[Caffe2]Enable fusion for IDEEP in optimizeForIdeep #8105

gujinghui · 2018-06-04T05:04:51Z

Enable fusion for IDEEP in optimizeForIdeep, including Conv+ReLU, Conv+Sum, Conv+Sum+ReLU, Conv+BN, and pre-convert filter format

gujinghui · 2018-06-04T05:06:07Z

@yinghai
pls review

caffe2/ideep/operators/conv_fusion_op.cc

@@ -75,25 +73,10 @@ class IDEEPConvFusionOp final : public IDEEPConvPoolOpBase {
        "*",
        group_);

-    bool weights_changed =


caffe2/ideep/operators/conv_op.cc

@@ -36,21 +34,6 @@ class IDEEPConvOp final : public IDEEPConvPoolOpBase {
        "*",
        group_);

-    bool weights_changed =


caffe2/opt/optimize_ideep.cc

-    // We only want to fuse for IDEEP convs
-    if (op->device_option().device_type() != DeviceType::IDEEP) {
-      return false;
+bool fuseConvBNHelperForIdeep(repr::NNModule* nn, caffe2::Workspace* ws) {


caffe2/opt/optimize_ideep.cc

+  }
+}
+
+void fuseConvSumForIdeep(repr::NNModule* nn, caffe2::Workspace* ws) {


caffe2/opt/optimize_ideep.cc

+  }
+}
+
+void preConvertFiltersFormat(repr::NNModule* nn, caffe2::Workspace* ws) {


gujinghui · 2018-06-05T02:23:03Z

Add @jgong5

caffe2/ideep/operators/conv_fusion_op.cc

@@ -75,25 +73,10 @@ class IDEEPConvFusionOp final : public IDEEPConvPoolOpBase {
        "*",
        group_);

-    bool weights_changed =


caffe2/python/ideep/convfusion_op_test.py

@@ -189,6 +190,34 @@ def test_convolution_sum_fusion(self, stride, pad, kernel, size,
            print(S0.flatten())
            print(np.max(np.abs(S1 - S0)))
            self.assertTrue(False)
+
+        # Auto fusion for Conv + Sum
+        workspace.ResetWorkspace()


gujinghui · 2018-06-08T05:18:14Z

hi @yinghai
Did you get our mail on this PR?
Could you give more suggestions?
Thanks.

gujinghui · 2018-06-13T15:35:56Z

@yinghai new patch uploaded. pls help review.

@jgong5

yinghai · 2018-06-13T17:15:05Z

@gujinghui Sorry for the late reply. I'm working on verifying the fix for group convolution and next item is to check the memory increase issue. I'll get back to this one once the above outstanding issues are resolved as this one is not a blocker to anything. Makes sense?

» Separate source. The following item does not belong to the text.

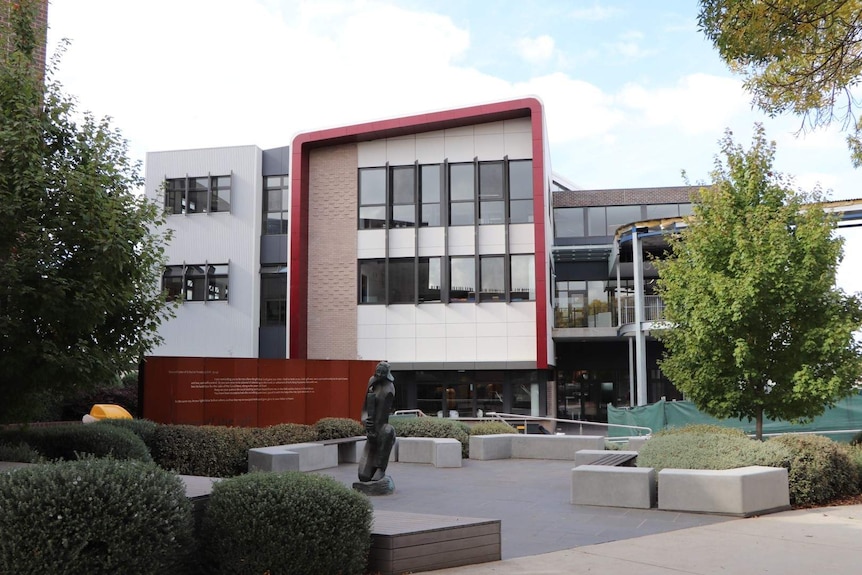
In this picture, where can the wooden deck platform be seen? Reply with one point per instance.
(413, 542)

jgong5 · 2018-06-14T00:42:39Z

@yinghai Please let us know anything we can help to troubleshoot the memory footprint issue. I guess we can reproduce the problem with any model like ResNet-50, right?

gujinghui · 2018-06-14T02:13:48Z

@yinghai As @jgong5 said, perhaps we can work together to figure out what happen on memory consumption issue?

yinghai · 2018-06-14T03:20:53Z

@jgong5 @gujinghui yeah, to start, just try resnet50 with ideep and mkl and check the difference.

yinghai · 2018-06-15T21:06:46Z

@gujinghui Actually do you have mask RCNN case to run? That might repo the memory issue better.

Signed-off-by: Gu, Jinghui <jinghui.gu@intel.com>

Use optimizeForIdeep to convert filter format, instead. Signed-off-by: Gu, Jinghui <jinghui.gu@intel.com>

Signed-off-by: Gu, Jinghui <jinghui.gu@intel.com>

gujinghui · 2018-07-02T08:01:11Z

@yinghai
rebased. pls review

cmake/Modules/FindMKL.cmake

@@ -304,7 +304,7 @@ if (USE_MKL AND USE_IDEEP)

  if (MKLDNN_INCLUDE_DIR)
    list(APPEND IDEEP_INCLUDE_DIR ${MKLDNN_INCLUDE_DIR})
-    list(APPEND __ideep_looked_for ${MKLDNN_INCLUDE_DIR})
+    list(APPEND __ideep_looked_for MKLDNN_INCLUDE_DIR)


yinghai

Thanks for pushing this. I have some comments that needs to be addressed. In addition, I think this PR is losing focus, as it is supposed to be transformation. However, I saw

Transformation
Fixes in group size and FC
Fixes in CMakefile

I suggest we split this PR into 3. Actually, let me take the CMakefile fix. And you can work on to split this into 2. Sounds good?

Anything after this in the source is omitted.